И тут еще мой внезапный отъезд из Новосибирска летом шестьдесят девятого! Предшествующие ему неприятности на работе, увольнение, безденежье. Болезнь сына, подхватившего на море дизентерию! Ой, всего и не припомню! А в это время в Москве умирал Иван Григорьевич! Я же купалась в море. В лучшем случае — ездила каждый день на автобусе за двадцать километров в инфекционную геленджикскую больницу к сыну. А моя странная сестра — о чем с возмущением сообщал отец — бродила по улицам Каменска, из которого дед уехал более шестидесяти лет тому…
Впрочем, сам отец оказался на высоте. Он дежурил у постели умирающего и закрыл ему глаза. И надо отдать отцу должное — первым в семьдесят восьмом году упомянул о незаслуженно забытом талантливом человеке в своей книге «Жизнь зоолога» — пересказал свои мальчишеские впечатления о странствиях с театральной и киногруппой.
Следующей в журнале «Театр» за сентябрь 1990 года уже упомянутая мной Голубкова под заголовком «Памяти режиссера» расписала всю дедовскую биографию, из которой я узнала, что кроме «Красного газа» он снял еще фильм «Лицом к деревне» с Э. Тиссе в роли оператора.
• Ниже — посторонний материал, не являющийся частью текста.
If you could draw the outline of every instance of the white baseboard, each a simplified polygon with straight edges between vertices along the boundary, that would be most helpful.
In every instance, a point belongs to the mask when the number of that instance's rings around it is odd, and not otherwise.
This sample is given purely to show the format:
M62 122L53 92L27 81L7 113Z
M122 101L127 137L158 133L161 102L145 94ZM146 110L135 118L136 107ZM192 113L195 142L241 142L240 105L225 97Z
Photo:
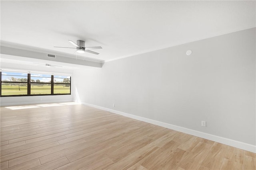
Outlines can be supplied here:
M86 103L82 104L256 153L256 146Z
M52 101L36 101L36 102L24 102L19 103L10 103L0 104L0 106L11 106L15 105L24 105L28 104L46 104L48 103L64 103L66 102L72 102L72 100L52 100Z

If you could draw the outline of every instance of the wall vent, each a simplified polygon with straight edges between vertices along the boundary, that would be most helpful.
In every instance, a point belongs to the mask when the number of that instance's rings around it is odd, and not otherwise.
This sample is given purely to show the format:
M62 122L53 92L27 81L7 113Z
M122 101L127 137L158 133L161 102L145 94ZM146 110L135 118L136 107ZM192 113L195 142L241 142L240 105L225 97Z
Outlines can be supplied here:
M54 55L53 54L47 54L47 57L48 57L54 58L54 59L56 58L56 55Z

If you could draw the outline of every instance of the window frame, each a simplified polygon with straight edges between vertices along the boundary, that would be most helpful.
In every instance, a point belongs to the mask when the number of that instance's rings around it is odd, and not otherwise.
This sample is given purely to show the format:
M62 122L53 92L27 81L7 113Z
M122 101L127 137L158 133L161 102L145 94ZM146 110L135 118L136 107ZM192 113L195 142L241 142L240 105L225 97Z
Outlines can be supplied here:
M19 73L18 72L15 72L16 73ZM51 75L51 82L31 82L31 74L28 73L27 74L27 82L10 82L10 81L3 81L2 80L2 72L0 72L0 97L15 97L15 96L56 96L56 95L70 95L71 94L71 76L70 76L70 83L54 83L54 76L53 75ZM12 76L10 75L10 76ZM14 75L13 75L14 76ZM32 76L34 77L34 76ZM2 83L26 83L27 84L27 94L22 94L22 95L2 95ZM50 84L50 88L48 89L50 89L51 94L31 94L31 86L33 84ZM61 84L69 84L70 88L69 93L64 93L64 94L54 94L54 85ZM32 89L33 90L33 89Z

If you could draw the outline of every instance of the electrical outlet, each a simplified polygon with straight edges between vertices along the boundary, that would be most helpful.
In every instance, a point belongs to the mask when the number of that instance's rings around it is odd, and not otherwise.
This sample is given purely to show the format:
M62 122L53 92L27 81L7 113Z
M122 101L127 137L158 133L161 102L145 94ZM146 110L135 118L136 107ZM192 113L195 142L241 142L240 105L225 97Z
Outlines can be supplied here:
M206 122L205 121L202 121L202 126L204 126L204 127L206 127Z

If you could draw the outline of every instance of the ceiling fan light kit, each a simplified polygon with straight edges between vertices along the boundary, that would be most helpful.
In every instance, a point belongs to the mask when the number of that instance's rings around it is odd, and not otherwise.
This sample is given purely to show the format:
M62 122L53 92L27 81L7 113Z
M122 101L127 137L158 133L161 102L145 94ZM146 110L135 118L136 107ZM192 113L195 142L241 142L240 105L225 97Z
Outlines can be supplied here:
M91 53L92 54L98 55L99 53L94 51L92 51L90 50L89 50L89 49L101 49L102 48L101 47L85 47L85 42L84 41L82 40L77 40L76 41L76 44L71 40L68 40L68 41L72 44L74 46L76 47L76 48L72 47L54 47L58 48L66 48L69 49L76 49L76 52L82 53L85 52Z
M84 49L79 49L79 48L77 48L77 50L76 50L76 52L78 53L84 53Z

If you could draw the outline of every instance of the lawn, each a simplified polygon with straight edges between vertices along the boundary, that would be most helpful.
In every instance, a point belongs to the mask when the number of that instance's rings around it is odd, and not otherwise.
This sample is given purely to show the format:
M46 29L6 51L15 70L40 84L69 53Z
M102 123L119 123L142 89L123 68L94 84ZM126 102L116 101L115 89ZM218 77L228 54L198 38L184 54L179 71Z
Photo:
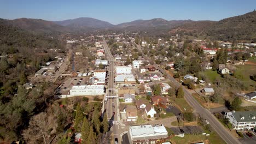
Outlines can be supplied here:
M256 82L250 79L250 75L255 73L256 65L240 65L237 66L235 71L234 76L242 81L248 88L251 87L252 91L255 90ZM249 90L249 89L248 89Z
M220 76L217 71L213 71L211 69L207 69L203 71L203 73L208 77L209 80L210 80L212 83L214 82L215 80L217 77L219 77Z
M187 103L187 101L184 98L179 99L175 98L172 100L177 107L183 112L192 111L193 110L192 107Z
M248 59L250 62L256 63L256 57L251 57Z
M166 115L164 115L164 113L161 113L160 115L160 117L162 118L165 118L166 117L170 117L175 116L174 114L173 114L172 112L166 112Z

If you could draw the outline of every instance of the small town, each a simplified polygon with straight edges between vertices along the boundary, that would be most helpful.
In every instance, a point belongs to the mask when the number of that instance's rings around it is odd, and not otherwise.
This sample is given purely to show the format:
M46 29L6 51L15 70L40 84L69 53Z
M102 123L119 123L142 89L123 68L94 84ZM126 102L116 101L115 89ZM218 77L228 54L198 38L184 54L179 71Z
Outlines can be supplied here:
M0 14L0 143L256 143L256 11L243 13Z

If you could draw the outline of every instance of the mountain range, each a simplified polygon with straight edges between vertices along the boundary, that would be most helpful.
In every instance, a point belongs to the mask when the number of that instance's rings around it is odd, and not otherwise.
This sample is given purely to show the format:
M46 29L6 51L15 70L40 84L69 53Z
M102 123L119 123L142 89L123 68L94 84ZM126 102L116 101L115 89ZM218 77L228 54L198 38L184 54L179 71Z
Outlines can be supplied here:
M80 17L59 21L22 18L3 20L9 25L32 32L71 32L101 29L144 31L160 33L193 32L220 39L253 40L256 41L256 11L225 19L219 21L171 20L161 18L138 20L112 25L90 17Z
Впрочем Голубкова могла что-нибудь и напутать. Ведь в этом материале была куча ошибок: Любина была названа Дюбиной, подо всеми фотографиями деда красовалась подпись «Н. (вместо И.) Калабухов». И в конце концов, в 1990 году, когда печаталась якобы к юбилею Ивана Григорьевича статья, ему исполнилось бы не сто, а сто три года. Впрочем, может быть, материал столько лет провалялся в редакционном портфеле?
А потом посыпалось, как из мешка горох! В девяносто седьмом мне прислали из Новосибирска очередной выпуск альманаха «Таланты и поклонники», целиком посвященный памяти Веры Павловны Редлих. И там — почти страница о томской театральной студии, которой в восемнадцатом году руководил Иван Григорьевич сначала в одиночку, а потом вместе с Алексеем Поповым, а лучшими актрисами студии были уже знакомые мне Эмилия Леонидовна Шиловская и героиня альманаха — Вера Павловна Редлих.
В конце девяностых уже томская знакомая подарила мне книжку В. И. Суздальского «Театр уж полон» с подзаголовком «Из истории Томского драматического» изданную, кстати, еще в девяносто пятом. Тут опять расписывалась деятельность деда в Томске после революции, цитировалась газета «Знамя революции»: «Наилучший из театральных сил, которыми может воспользоваться здесь, в Томске да и вообще во всей Сибири рабочий класс», «несомненно одни из лучших преподавателей драматического искусства во всей Сибири», перечислялся репертуар театра студийных постановок, упоминалось покровительство Луначарского, говорилось об успешных работах Шиловской, Редлих, Рожковского, Кожича, — будущих мэтров советского театра. В приложении к книге публиковалось много фотографий, в том числе Попова и Шиловской, а также очень смешная, совершенно непохожая, дедовская, наверное, снятая в московской юности: курносый, с усами, в канотье и косоворотке. Может быть в чьей-то роли? Да, и еще эти строки о томском Доме ученых, о его роли в культурной жизни города в пятидесятые годы. Я уже об этом писала.